Rule No. 30 also contemplates that "omnibus statements of error will not be considered."
This court has repeatedly held that it is necessary to set forth in the brief and argument the errors relied upon for reversal, and that they be sufficiently clear and specific to apprise the court of the exact error relied on for reversal. The law is well settled that omnibus statements of error will not be considered. Rawleigh Medical Co. v. Bane, 218 Iowa 154, 254 N.W. 18; Reynolds Heitsman v. Henry, 193 Iowa 164, 185 N.W. 67; Fisher v. McCarty, 197 Iowa 369, 195 N.W. 608; In re Estate of Butterbrodt, 201 Iowa 871, 208 N.W. 297; Ryan Bros. v. Rate, 203 Iowa 1253, 213 N.W. 218; Central Tr. Co. v. City of Des Moines, 204 Iowa 678, 216 N.W. 41; Blakely v. Cabelka, 207 Iowa 959, 221 N.W. 451, Hedrick National Bank v. Hawthorne, 209 Iowa 1013, 227 N.W. 403; Erlanson v. University of Commerce, 223 N.W. 756.

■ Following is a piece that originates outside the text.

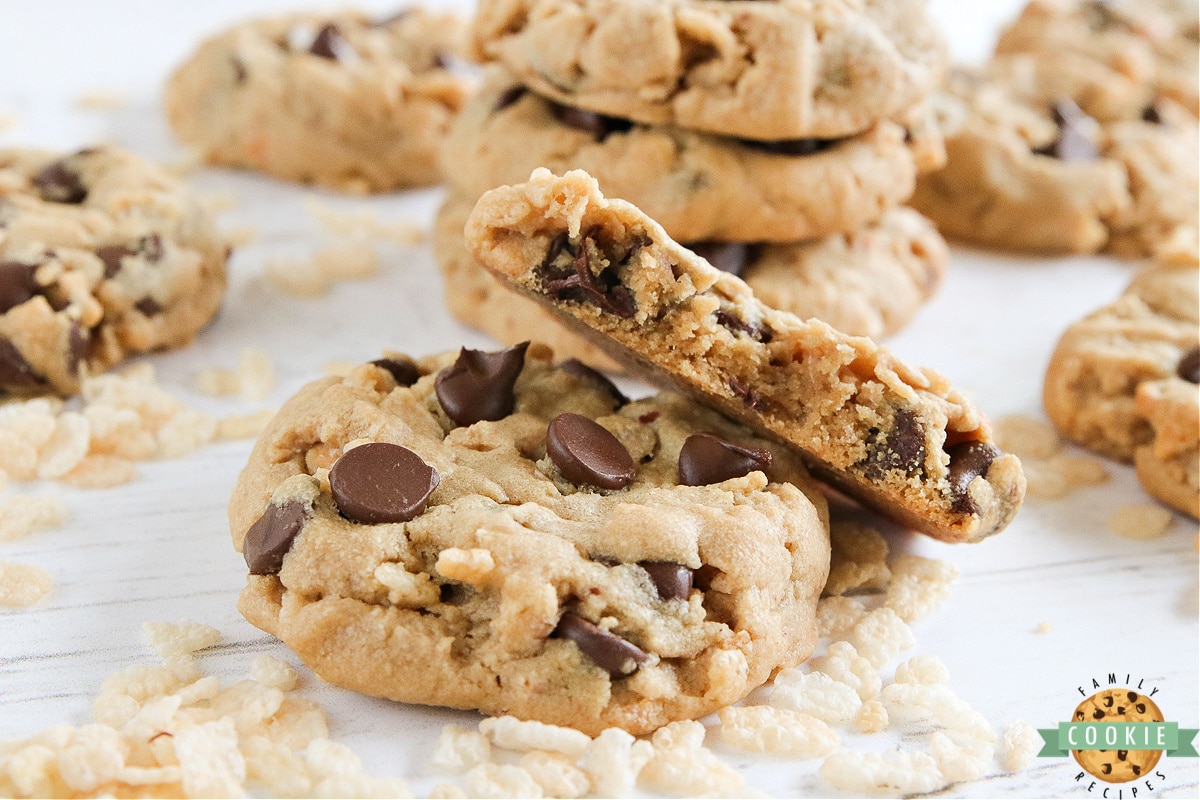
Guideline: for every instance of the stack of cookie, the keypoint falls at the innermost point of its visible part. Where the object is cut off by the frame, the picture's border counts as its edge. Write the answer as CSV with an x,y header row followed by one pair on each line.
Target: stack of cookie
x,y
779,140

In re Estate of Louise Butterbrodt (Louise Licht v. Henry Butterbrodt), 201 Iowa 871, 208 N.W. 297, a claim was filed against an estate. In that case, this court said:
"It is further urged that the court erred in overruling objectors' motion for a new trial. As said motion consists of eight grounds, and appellant has not called to our attention any specific one of the grounds to which he objects, an omnibus assignment of this kind will not be reviewed."
In Ryan Bros. v. Rate, 203 Iowa 1253, 213 N.W. 218, we said:
"Our rules require that, when errors are assigned or points are to be made in this court, they must specifically point out the matter complained of and the objection thereto. Omnibus errors will not be considered, but will be disregarded. [Citing cases.] The thought is that, in assigning these points or errors, it must not only state the points, but the reason or basis for the complaint."

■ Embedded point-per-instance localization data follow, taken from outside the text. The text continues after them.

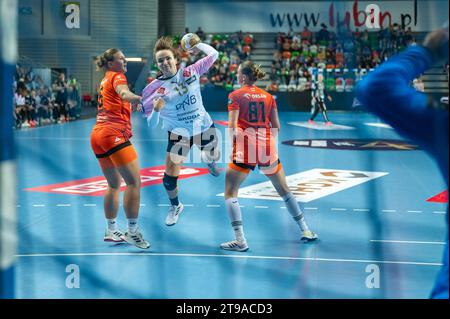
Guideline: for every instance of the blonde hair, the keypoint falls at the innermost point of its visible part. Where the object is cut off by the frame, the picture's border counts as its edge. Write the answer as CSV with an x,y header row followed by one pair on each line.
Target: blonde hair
x,y
103,59
164,43
252,70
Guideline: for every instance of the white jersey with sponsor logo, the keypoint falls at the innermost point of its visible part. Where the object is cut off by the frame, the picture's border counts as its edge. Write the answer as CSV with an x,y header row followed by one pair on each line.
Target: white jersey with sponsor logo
x,y
183,113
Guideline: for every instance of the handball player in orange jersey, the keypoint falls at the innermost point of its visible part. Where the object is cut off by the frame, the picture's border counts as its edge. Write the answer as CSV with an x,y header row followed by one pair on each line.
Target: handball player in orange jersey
x,y
110,141
254,125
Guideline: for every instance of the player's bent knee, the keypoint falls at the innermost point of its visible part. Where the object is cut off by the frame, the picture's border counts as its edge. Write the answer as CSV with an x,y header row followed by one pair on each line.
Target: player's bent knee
x,y
170,182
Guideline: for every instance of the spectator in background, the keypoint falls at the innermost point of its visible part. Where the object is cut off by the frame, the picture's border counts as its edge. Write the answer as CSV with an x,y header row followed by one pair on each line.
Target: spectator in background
x,y
323,35
60,88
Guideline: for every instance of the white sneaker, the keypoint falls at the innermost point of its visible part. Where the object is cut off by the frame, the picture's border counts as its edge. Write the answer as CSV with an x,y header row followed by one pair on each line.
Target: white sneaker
x,y
174,213
234,245
308,235
114,236
213,169
136,239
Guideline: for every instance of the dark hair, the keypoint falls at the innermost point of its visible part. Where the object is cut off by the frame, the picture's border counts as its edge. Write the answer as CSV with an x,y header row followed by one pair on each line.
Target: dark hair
x,y
164,43
252,70
107,56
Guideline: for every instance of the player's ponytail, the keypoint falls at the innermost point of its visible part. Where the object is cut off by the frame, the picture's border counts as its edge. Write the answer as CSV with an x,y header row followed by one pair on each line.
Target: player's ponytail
x,y
103,59
252,70
165,43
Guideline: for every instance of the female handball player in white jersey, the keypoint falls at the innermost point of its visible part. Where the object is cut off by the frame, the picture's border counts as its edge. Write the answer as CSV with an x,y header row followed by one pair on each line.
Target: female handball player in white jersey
x,y
174,99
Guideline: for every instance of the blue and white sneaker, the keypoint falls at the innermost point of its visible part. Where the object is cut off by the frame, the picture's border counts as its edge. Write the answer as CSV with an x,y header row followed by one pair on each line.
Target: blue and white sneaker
x,y
136,239
114,236
174,213
234,245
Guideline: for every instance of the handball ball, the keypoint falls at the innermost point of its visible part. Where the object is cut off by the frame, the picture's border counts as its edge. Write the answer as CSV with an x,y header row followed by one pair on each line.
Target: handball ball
x,y
189,40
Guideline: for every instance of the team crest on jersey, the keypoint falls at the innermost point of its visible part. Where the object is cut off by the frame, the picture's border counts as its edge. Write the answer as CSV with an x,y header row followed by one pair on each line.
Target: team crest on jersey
x,y
186,73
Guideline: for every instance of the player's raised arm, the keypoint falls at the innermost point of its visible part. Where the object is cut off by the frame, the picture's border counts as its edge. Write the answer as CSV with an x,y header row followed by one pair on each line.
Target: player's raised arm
x,y
191,43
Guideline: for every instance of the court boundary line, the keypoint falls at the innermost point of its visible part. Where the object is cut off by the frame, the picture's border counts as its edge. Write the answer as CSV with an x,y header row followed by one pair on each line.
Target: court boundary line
x,y
362,261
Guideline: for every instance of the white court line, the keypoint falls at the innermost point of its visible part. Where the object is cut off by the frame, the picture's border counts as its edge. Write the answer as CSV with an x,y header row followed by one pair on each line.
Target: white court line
x,y
363,261
407,242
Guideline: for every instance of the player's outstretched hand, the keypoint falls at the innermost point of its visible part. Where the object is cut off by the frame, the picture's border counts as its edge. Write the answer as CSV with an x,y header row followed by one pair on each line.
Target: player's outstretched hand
x,y
158,104
437,43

In Hedrick National Bank v. Hawthorne, 209 Iowa 1013, loc. cit. 1015, 227 N.W. 403, 404, defendant appealed and alleged as error that "`the court erred in sustaining the plaintiff's said motion as to each and all of the grounds there stated.' It is thus apparent that the appeal is prosecuted without regard to the rules of this court, as we have repeatedly held that sweeping, omnibus `errors relied upon for a reversal' in blanket form such as the foregoing, are not sufficient, under the rules of this court, to present anything for our consideration and determination."
This rule was adhered to in Rawleigh Medical Co. v. Bane, 218 Iowa 154, 254 N.W. 18, in which an exhaustive review of the authorities upon that question is made. In that case, we said:
"In view of our previous holdings, we see no escape from the conclusion that, under the rules of this court, the statement of the errors relied upon by the appellant for reversal do not present anything for the consideration and determination of this court."
The case at bar is much stronger than any of the cases herein referred to. In this case no errors whatever are assigned as grounds for a reversal. If errors, assigned generally, are not a sufficient compliance with Rule No. 30, where they fail to set forth sufficiently clear language to apprise the court of the reason why the ruling complained of is erroneous, it must necessarily follow that the rule is likewise not complied with where no errors whatever are assigned. There was no attempt whatever to comply with Rule No. 30 in this case. As no errors have been assigned, it necessarily follows there are none here to be considered.
It is, therefore, our conclusion that as nothing is presented for the consideration and determination of this court, the order and judgment of the lower court must be, and is hereby, affirmed. — Affirmed.
ANDERSON, C.J., and all Justices concur.